EVER since the pandemic has taken a toll on the world economy, talks about financial literacy have been going around more frequent given the challenging situation involving livelihoods and the critical need for people to have sufficient savings to survive the rainy days.
This is particularly pointed to the youths who have become more vulnerable economically and more concerning, their low level of financial literacy. Hence, this calls for practical action plan and it needs to start from the core foundation of the society: education.
A study conducted by the Organisation of Economic Cooperation and Development (OECD) on 26 countries including Malaysia has shown that financial literacy is already low as an overall.
Specifically, on youth aged 18 to 29, financial literacy appears to be at the lower level on the back of poor financial knowledge and less prudent financial behaviour.
The study also suggests that financial literacy might be positively correlated to access to digital devices or services as digital use may be consistent with greater financial knowledge and more prudent financial behaviour.
This can be explained given the present reality whereby almost everyone depends on social media or online portals to keep themselves updated about current issues.
It was also reported recently that 40% of millennials are spending beyond their means, according to the Finance Minister Tengku Zafrul. He also added that 47% of Malaysian youths have high credit card debts.
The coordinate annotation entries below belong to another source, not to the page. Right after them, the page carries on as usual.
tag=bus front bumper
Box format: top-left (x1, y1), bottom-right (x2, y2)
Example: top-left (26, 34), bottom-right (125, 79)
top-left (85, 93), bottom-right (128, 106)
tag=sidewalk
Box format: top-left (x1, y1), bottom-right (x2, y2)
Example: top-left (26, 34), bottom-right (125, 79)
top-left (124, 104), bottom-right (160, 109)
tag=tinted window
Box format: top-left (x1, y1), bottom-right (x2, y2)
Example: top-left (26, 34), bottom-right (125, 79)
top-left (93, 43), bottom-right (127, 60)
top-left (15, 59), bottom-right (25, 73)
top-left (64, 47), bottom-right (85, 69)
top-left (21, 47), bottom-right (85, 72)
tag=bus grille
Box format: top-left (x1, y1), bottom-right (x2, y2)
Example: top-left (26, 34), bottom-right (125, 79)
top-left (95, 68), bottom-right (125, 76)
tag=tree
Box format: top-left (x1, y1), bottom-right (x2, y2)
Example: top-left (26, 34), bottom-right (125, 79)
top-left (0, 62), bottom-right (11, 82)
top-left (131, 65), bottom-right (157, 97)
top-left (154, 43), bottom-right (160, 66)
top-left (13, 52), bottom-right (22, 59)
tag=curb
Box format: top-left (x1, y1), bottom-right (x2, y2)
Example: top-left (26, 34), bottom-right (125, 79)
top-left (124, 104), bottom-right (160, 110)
Additionally, another survey by RinggitPlus on financial literacy of Malaysians also revealed some worrying statistics about the youth:
Nearly 29% of youth only realised the importance of emergency funds since the movement control order (MCO);
Nearly 60% are unable to survive beyond three months;
Almost 47% spend exactly or beyond their earnings; and
Almost half of the youth have not started saving for their retirement.
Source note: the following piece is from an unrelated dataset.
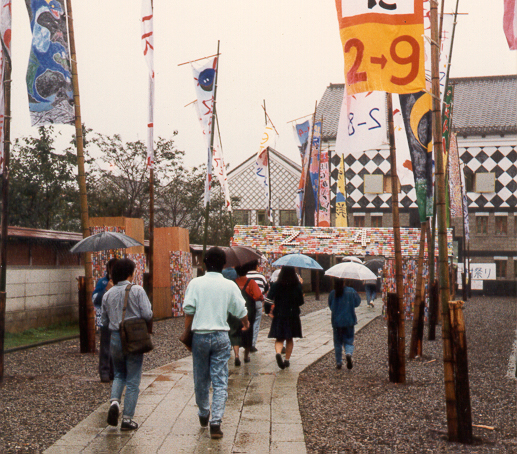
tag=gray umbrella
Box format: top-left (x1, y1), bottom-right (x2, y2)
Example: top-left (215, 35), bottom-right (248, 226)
top-left (70, 232), bottom-right (143, 254)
Since the current dire situation for the youth has been reflected by these numbers and given youth’s low wages to afford living needs and underemployment, financial education needs to be consistently promoted and emphasised in the society.
Some recommendations by the OECD to improve financial literacy do involve education, as follows:
Look into the priority areas of financial knowledge such as simple interest, interest compounding as well as risk diversification which are important for consumers choosing and using savings and credit products;
Promoting small but consistent contribution of funds for emergency needs; and
Start providing financial education as early as in primary school in order to embed the knowledge of basic financial concepts comprehensively.
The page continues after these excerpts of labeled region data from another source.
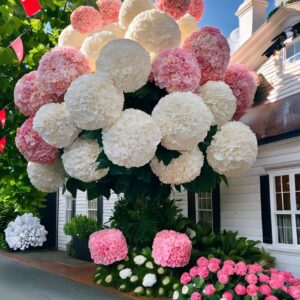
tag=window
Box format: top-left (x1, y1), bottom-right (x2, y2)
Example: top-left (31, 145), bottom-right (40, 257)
top-left (196, 192), bottom-right (213, 227)
top-left (271, 171), bottom-right (300, 246)
top-left (88, 199), bottom-right (98, 221)
top-left (285, 39), bottom-right (300, 63)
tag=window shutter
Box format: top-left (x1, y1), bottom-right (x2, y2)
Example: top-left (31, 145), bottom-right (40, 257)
top-left (260, 175), bottom-right (273, 244)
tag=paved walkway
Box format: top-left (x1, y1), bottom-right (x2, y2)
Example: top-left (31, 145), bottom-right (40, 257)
top-left (0, 256), bottom-right (129, 300)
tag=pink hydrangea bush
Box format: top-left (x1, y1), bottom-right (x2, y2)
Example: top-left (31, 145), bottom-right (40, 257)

Fortunately, in Malaysia, efforts to pursue early financial education for the youngsters to be more financial literate has started and they are expected to begin in selected primary schools early this year – a financial literacy programme.
The programme would be a collaboration between all Malaysia financial institutions known as Financial Industry Collective Outreach (Finco) alongside guidance from Bank Negara Malaysia (BNM) and a particular focus would be directed towards the underprivileged communities.
This is indeed a positive move that is in line with expectations and hopes but perhaps, Malaysia could start infusing financial education into the curriculum a bit earlier such as beginning at the age of six.
Generally, children are known for their ability to absorb information faster and easily compared with adults. Past literature has shown that children make great strides in economic understanding between the age of six to 12, such that children’s understanding is “essentially adult” around age 12.
By infusing financial education into the curriculum from an early age, it allows children to acquire the knowledge and skills to build responsible financial behaviour throughout each stage of education and life.
For the syllabus structure, art of managing money should be taught – spending, saving, investing and borrowing. Financial education does not have to be a ‘stand-alone’ subject. Rather, it can also be integrated into other subjects such as economics and mathematics so that practical real-life experiences can be shown to the students.
In-school education should be considered as an additional medium of learning or as an alternative to home education about financial management because not all parents are sufficiently equipped or privileged to teach their children about money and levels of financial literacy.
Nevertheless, if it is possible, family plays a crucial role in shaping children’s financial behaviour. Past research has shown that better savings behaviour is associated with an “authoritative” (supportive but structured) parenting style. Other research reveals that there is a significant correlation between parental teaching of money management and higher future credit scores.
At the same time, there is a need to pay attention to the competency of educators who are responsible in transferring the knowledge to the students in schools. Based on past studies, teachers’ knowledge and skills are critical to ensure effective delivery of financial education.
So, educators from all disciplines should be provided with appropriate trainings related to financial management so that it can be applied through the teaching process.
This corroborates well with the strategic priority and action plans laid out in the National Strategy for Financial Literacy framework (2019-2023) that was launched by the former government. In other words, this framework needs to be continued and pursued as it is very timely given the current situation.
Financial education is a long-term process as it is difficult or not possible for one to absorb and adapt to new knowledge overnight or within a few days. Therefore, it is quite a clear message that this particular effort should begin as early as possible. – Mar 12, 2021
Sofea Azahar is Research Analyst at EMIR Research, a think tank focused on strategic policy recommendations based on rigorous research.